Filmfestspiele Venedig: NRW mischt mit
Ein Wermutstropfen vorneweg: keiner der NRW-Filme hat die Chance, den Goldenen Löwen zu gewinnen. Denn alle vier werden nicht im Hauptwettbewerb gezeigt. Trotzdem ist schon die Teilnahme in Venedig für die Produktionen ein großer Erfolg.
Wim Wenders in 3D
Mit Spannung wird Wim Wenders neuer Dokumentarfilm "From Inside Out – The Architecture of Peter Zumthor" erwartet. Die Film- und Medienstiftung NRW hat das Projekt mit 180.000 Euro gefördert. WDR/Arte und SWR sind die deutschen Sendepartner. Der Film ist kein klassisches Architektenporträt. Wenders untersucht vielmehr, wie Zumthors Räume auf Menschen wirken: auf Besucher, Bewohnerinnen, Nutzer, Handwerker und Künstlerinnen. Der Ansatz lautet buchstäblich "von innen nach außen". Architektur soll körperlich, sinnlich und emotional erfahrbar werden. Dafür hat Wenders über 14 Jahre lang gedreht - und alles in 3 D.

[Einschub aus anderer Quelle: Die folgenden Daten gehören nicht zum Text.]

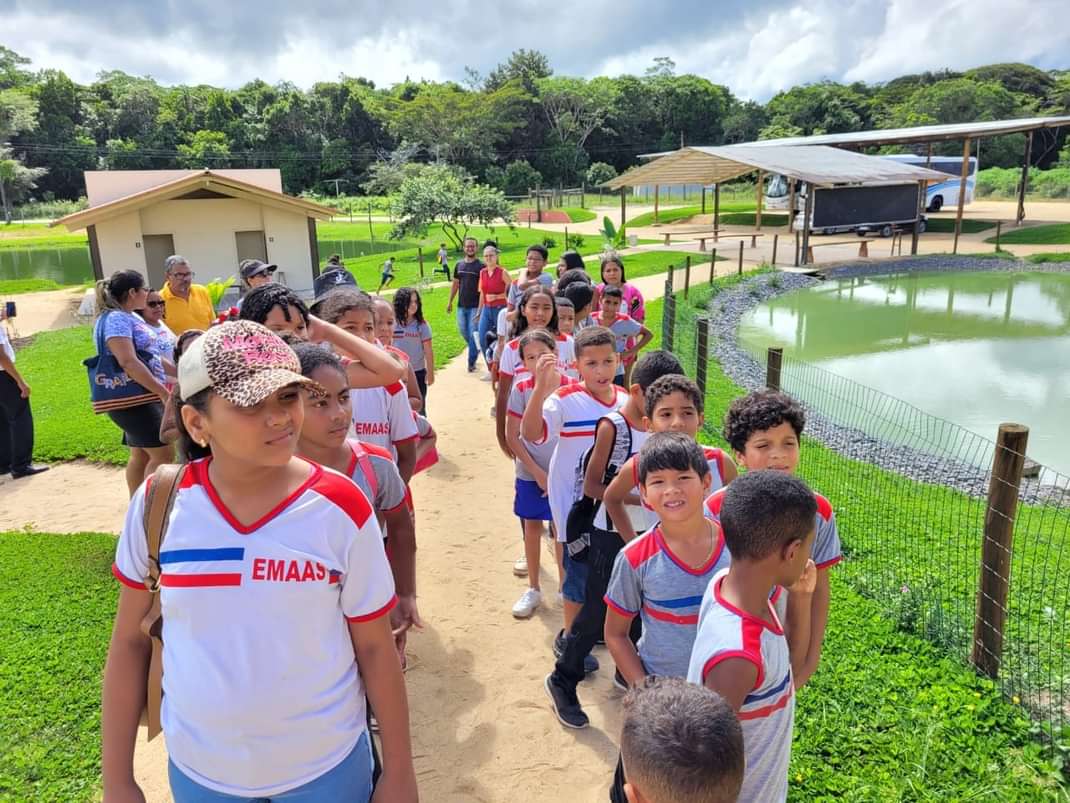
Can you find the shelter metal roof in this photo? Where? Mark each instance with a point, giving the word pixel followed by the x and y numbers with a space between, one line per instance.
pixel 818 165
pixel 177 187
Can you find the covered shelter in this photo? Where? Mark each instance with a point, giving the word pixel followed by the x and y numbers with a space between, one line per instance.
pixel 818 166
pixel 215 218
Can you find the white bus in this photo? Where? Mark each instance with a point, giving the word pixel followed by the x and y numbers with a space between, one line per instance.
pixel 944 194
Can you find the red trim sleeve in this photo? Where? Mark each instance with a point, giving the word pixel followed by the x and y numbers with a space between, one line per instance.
pixel 618 609
pixel 376 614
pixel 126 580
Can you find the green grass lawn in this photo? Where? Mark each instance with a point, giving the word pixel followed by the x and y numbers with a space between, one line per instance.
pixel 946 226
pixel 1056 233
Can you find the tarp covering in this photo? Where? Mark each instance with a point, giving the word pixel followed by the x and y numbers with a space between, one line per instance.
pixel 818 165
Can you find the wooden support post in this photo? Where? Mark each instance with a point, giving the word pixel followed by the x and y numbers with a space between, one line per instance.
pixel 807 211
pixel 774 358
pixel 962 193
pixel 758 215
pixel 1024 182
pixel 997 546
pixel 702 353
pixel 922 192
pixel 717 210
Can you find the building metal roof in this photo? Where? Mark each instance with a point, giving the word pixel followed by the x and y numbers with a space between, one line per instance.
pixel 818 165
pixel 195 181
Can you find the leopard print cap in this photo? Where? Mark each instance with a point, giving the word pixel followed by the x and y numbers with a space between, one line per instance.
pixel 246 362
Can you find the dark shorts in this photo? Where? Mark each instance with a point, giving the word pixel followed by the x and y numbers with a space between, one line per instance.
pixel 140 425
pixel 530 502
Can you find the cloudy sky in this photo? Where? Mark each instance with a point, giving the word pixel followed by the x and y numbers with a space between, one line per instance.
pixel 755 47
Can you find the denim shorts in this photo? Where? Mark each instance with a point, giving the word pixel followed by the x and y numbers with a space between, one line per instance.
pixel 350 782
pixel 575 586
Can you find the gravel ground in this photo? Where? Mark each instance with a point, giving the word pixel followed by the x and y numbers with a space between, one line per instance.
pixel 729 306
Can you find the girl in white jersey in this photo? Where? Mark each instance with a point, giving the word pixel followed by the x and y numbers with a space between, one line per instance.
pixel 274 590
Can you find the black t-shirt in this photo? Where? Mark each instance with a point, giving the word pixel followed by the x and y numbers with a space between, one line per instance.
pixel 468 274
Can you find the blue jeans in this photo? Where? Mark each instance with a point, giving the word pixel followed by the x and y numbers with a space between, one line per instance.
pixel 467 322
pixel 349 782
pixel 488 322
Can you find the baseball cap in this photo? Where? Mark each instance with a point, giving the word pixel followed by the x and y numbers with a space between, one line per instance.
pixel 242 361
pixel 331 281
pixel 250 268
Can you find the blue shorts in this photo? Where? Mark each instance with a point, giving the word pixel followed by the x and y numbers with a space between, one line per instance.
pixel 350 782
pixel 531 502
pixel 575 587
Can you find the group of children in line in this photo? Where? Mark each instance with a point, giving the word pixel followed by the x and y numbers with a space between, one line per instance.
pixel 682 567
pixel 301 429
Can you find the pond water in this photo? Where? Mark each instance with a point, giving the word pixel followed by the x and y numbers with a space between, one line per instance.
pixel 977 349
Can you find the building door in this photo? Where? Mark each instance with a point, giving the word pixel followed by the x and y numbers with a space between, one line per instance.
pixel 251 245
pixel 156 247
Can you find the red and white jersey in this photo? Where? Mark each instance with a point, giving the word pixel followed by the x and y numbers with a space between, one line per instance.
pixel 570 414
pixel 382 415
pixel 261 688
pixel 513 366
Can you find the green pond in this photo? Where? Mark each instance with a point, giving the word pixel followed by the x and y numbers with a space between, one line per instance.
pixel 975 349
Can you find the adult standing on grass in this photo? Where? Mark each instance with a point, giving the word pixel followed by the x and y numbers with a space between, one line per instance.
pixel 465 289
pixel 188 305
pixel 124 335
pixel 16 421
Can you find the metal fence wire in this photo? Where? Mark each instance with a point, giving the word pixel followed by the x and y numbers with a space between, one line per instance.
pixel 938 524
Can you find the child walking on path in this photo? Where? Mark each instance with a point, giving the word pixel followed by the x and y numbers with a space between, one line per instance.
pixel 740 650
pixel 275 591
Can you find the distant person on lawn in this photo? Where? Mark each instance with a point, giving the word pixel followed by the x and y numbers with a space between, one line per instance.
pixel 16 421
pixel 188 305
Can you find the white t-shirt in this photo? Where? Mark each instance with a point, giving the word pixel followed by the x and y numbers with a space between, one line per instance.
pixel 261 687
pixel 570 414
pixel 513 366
pixel 382 415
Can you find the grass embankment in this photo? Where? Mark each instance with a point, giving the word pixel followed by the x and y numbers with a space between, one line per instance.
pixel 1055 233
pixel 890 715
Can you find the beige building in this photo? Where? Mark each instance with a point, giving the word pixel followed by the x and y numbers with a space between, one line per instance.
pixel 215 218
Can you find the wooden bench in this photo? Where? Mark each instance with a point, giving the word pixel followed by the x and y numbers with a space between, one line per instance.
pixel 716 236
pixel 862 247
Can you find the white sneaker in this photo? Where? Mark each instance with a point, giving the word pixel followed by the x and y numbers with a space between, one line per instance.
pixel 526 604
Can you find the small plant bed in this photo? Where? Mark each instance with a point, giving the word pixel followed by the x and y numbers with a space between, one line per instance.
pixel 1055 233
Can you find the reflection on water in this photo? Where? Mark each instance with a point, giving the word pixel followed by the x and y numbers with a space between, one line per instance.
pixel 975 348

"Der Film ist eine fast physische Erfahrung von Material, Licht und Raum." Archdaily.com
Architekten-Juwel in der Eifel
NRW fördert auch die Neuen
Ebenfalls mit Geld der Film- und Medienstiftung NRW gefördert wurde der Spielfilm "Oase". Es ist der erste Langfilm des Regisseurs Jannis Lenz. Er läuft in Venedig in der Reihe "Orrizonti", der zweiten großen Wettbewerbssektion. Hier werden vor allem Debüts gezeigt, die erzählerisch und ästhetisch neue Wege gehen. "Oase" erzählt die Geschichte von drei Jugendlichen, die als Außenseiter in der Schule keinen Platz finden und fernab der Gesellschaft in der Natur einen eigenen Lebensraum mit eigenen Regeln und Werten schaffen.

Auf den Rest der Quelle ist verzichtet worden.